Well, it wouldn't be a "mega monopoly", it would just be one of 4 major studios instead of 5.
One company suddenly increasing in size to the tune of 7 figures is not just "4 major studios instead of 5". One company is literally buying an insane size of the market along with a lot of IP.
The market is far better served letting Warner go bankrupt and having the company divided and the 4 major studios equally getting to bid for parts of the business.
We don't want this to go like the airlines went. In that case, a merger was blocked to "preserve competition", but the result was Spirit went out of business, taking a competitor out of the market anyway
The end result of this is that Spirits time slots and assets are bought by a variety of airlines. Yes that's exactly where we want to go. You're not served by pretending there is competition simply because one company has two different coats of paint on their planes while they overnight massively increase the amount of market coverage, and dominance in the industry. This does not benefit the consumer.

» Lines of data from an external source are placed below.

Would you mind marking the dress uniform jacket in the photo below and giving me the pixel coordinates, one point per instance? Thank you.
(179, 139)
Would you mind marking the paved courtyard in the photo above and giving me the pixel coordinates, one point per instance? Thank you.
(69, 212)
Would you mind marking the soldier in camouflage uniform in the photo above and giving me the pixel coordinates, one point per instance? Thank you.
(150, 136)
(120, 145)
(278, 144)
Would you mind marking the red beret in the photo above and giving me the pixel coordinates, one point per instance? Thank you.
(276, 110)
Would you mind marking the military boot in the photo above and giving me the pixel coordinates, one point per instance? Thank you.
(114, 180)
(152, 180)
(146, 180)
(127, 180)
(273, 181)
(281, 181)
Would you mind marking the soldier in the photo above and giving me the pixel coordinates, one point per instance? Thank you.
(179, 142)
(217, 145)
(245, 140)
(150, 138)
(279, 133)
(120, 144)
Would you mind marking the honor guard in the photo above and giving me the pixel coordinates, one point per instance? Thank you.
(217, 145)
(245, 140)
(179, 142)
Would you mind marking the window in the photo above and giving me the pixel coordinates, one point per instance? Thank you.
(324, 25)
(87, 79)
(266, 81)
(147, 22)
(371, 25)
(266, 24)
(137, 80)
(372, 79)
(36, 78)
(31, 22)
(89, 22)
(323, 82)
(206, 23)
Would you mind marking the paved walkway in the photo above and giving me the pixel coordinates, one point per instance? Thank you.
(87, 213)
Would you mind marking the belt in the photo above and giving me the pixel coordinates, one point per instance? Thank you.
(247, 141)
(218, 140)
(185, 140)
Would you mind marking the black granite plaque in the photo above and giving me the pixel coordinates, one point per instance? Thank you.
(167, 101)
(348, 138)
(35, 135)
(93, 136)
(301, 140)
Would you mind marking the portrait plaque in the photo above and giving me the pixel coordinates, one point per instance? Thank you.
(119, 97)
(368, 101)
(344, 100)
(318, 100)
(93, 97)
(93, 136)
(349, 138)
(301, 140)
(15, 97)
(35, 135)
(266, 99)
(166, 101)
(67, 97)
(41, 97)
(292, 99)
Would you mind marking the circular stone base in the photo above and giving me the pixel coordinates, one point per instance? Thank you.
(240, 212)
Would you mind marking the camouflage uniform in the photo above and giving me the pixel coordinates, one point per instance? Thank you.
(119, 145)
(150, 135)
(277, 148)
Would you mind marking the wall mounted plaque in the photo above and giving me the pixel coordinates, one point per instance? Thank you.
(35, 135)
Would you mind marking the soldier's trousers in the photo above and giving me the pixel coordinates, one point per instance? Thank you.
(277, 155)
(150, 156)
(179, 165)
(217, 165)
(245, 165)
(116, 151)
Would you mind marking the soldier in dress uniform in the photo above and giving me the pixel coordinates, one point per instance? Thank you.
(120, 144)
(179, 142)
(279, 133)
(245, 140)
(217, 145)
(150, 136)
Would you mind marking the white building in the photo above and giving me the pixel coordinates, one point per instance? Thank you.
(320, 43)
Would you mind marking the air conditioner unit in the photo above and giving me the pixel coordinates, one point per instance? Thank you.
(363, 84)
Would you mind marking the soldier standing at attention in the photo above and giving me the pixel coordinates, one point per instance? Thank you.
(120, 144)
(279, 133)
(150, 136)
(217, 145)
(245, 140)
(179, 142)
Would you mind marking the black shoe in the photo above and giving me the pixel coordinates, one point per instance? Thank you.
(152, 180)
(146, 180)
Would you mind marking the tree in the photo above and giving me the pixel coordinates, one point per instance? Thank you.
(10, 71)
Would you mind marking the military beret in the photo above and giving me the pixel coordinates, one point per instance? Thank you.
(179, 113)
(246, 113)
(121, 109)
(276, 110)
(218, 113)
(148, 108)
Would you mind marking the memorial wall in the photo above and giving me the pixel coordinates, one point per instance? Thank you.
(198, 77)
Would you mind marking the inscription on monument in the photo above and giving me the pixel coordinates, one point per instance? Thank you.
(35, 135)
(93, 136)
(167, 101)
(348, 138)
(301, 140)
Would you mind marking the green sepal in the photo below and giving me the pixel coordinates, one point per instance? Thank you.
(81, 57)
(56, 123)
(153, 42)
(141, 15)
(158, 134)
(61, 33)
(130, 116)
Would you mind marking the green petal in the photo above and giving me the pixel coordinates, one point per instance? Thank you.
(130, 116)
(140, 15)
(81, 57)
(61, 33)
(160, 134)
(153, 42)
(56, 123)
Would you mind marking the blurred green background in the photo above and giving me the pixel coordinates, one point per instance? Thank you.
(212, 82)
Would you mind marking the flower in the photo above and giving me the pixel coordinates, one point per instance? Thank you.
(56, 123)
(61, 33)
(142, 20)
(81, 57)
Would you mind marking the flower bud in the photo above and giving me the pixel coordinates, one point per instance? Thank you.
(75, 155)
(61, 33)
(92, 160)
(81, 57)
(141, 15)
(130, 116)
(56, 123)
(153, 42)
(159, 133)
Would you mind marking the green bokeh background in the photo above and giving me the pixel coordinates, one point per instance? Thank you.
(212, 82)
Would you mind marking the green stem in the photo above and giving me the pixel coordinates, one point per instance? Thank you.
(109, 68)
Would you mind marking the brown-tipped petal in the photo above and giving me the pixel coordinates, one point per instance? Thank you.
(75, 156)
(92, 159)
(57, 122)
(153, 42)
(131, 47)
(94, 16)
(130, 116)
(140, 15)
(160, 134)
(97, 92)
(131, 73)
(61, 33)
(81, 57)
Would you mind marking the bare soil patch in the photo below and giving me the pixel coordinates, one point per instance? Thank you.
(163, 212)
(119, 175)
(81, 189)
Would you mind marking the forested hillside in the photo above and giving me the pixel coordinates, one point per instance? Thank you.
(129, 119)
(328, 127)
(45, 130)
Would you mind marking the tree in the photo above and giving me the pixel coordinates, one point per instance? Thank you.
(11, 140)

And yeah it sounds bad, company goes under, jobs lost... I suppose millions of Americans just decided to no longer fly now? Except that's never been the case with any airline going bankrupt in the history of the airline industry. In reality consumers still fly, companies still want to serve consumers. Airports are all effectively running at full slot capacity. The end result is those people who lost their jobs get jobs at various competitors who fill the whole. The planes and assets get bought and reused by various competitors. The flight slots get taken up by various competitors.
You may see the key word there: "various". From a market point of view and from a consumer competition point of view, having one company go out of business is MASSIVELY preferable to having the company "saved" by being bought by another company. The former process preserves competition, the latter creates consolidation.
Industries in trouble need to be blocked from mergers. Allowing them can have worse outcome than market competition.